Reputation: 636
What I'm trying to do is collapse my data frame such that each unique date has the corresponding variables associated with it. Here is a sample of my data as it is right now (fyi: the full data set I'm using is around 300 obs. with different dates):
date <- c("10/30/17", "10/30/17", "10/30/17", "10/30/17")

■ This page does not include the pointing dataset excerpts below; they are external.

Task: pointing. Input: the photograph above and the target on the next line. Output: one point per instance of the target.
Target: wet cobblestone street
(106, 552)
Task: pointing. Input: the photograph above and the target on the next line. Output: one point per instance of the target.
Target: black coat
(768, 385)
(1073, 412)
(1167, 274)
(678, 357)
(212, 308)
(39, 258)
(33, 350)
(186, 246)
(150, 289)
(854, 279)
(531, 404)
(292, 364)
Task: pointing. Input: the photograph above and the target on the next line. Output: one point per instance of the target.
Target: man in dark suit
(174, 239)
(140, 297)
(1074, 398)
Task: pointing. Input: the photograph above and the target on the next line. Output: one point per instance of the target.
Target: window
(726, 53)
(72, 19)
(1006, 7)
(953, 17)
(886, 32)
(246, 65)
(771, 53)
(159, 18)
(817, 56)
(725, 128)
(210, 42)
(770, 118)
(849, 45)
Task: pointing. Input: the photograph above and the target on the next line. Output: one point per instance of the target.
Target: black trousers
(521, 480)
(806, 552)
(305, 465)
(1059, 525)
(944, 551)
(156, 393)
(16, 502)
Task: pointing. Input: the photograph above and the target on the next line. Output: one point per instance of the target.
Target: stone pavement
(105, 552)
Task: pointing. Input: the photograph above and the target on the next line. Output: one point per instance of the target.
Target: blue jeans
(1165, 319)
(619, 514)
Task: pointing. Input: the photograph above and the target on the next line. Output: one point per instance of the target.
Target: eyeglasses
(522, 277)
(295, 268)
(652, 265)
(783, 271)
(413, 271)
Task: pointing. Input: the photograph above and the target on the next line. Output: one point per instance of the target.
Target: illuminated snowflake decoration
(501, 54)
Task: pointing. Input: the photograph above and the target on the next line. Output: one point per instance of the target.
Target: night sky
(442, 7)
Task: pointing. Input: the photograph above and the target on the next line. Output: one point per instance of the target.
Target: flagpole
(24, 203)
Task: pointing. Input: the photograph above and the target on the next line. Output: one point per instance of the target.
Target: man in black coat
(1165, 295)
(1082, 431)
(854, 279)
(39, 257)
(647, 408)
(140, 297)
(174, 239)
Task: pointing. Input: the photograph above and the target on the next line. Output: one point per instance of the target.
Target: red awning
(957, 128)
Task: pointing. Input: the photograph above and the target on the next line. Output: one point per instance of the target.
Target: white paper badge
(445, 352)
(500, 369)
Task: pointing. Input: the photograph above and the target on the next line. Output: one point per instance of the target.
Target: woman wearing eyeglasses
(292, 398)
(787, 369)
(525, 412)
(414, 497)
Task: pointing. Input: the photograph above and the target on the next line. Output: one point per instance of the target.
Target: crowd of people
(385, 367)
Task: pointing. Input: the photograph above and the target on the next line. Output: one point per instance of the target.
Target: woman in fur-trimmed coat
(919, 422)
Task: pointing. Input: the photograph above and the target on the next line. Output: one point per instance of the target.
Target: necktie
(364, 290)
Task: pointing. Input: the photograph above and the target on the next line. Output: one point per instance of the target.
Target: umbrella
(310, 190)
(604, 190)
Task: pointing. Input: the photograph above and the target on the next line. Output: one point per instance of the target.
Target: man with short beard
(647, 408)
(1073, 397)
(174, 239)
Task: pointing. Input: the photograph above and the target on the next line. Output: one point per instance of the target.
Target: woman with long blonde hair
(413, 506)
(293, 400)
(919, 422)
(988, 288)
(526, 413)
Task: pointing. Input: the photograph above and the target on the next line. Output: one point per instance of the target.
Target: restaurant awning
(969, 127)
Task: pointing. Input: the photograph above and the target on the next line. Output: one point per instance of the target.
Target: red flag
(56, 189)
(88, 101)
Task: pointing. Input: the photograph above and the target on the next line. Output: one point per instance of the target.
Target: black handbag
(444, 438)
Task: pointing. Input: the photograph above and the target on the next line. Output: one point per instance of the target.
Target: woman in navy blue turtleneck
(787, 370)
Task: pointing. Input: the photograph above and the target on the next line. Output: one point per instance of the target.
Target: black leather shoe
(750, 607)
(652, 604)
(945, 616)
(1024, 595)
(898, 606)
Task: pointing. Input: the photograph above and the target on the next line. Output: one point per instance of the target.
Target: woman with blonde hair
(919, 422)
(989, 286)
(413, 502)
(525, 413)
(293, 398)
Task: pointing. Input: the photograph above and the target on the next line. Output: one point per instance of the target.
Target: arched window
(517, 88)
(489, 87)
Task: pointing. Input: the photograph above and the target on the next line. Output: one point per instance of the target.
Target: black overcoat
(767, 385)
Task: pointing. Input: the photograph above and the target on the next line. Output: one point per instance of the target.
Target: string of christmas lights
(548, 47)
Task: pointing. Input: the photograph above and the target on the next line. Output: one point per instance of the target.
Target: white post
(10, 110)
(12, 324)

eventcode <- c("14", "14", "14", "14")
eoi145 <- c(1, 0, 0, 0)
eoi140 <- c(0, 1, 0, 0)
eoi141 <- c(0, 0, 0, 1)
eoi143 <- c(0, 0, 1, 0)
df <- data.frame(date, eventcode, eoi145, eoi140, eoi141, eoi143)
View(df)
I want to get into this format:
date <- c("10/30/17")
eventcode <- c("14")
eoi145 <- c(1)
eoi140 <- c(1)
eoi141 <- c(1)
eoi143 <- c(1)
df <- data.frame(date, eventcode, eoi145, eoi140, eoi141, eoi143)
I've tried using cast, melt, and reshape. Can anyone give me a hint as to any packages or techniques to get this accomplished.
Thanks!
Upvotes: 3
Views: 98
Reputation: 5673
An other way with data table
dcast(melt(DT,measure.vars = patterns("^eoi"))[value != 0],date + eventcode ~variable)
date eventcode eoi145 eoi140 eoi141 eoi143
1: 10/30/17 14 1 1 1 1
you melt and take value != 0
melt(DT,measure.vars = patterns("^eoi"))[value == 1]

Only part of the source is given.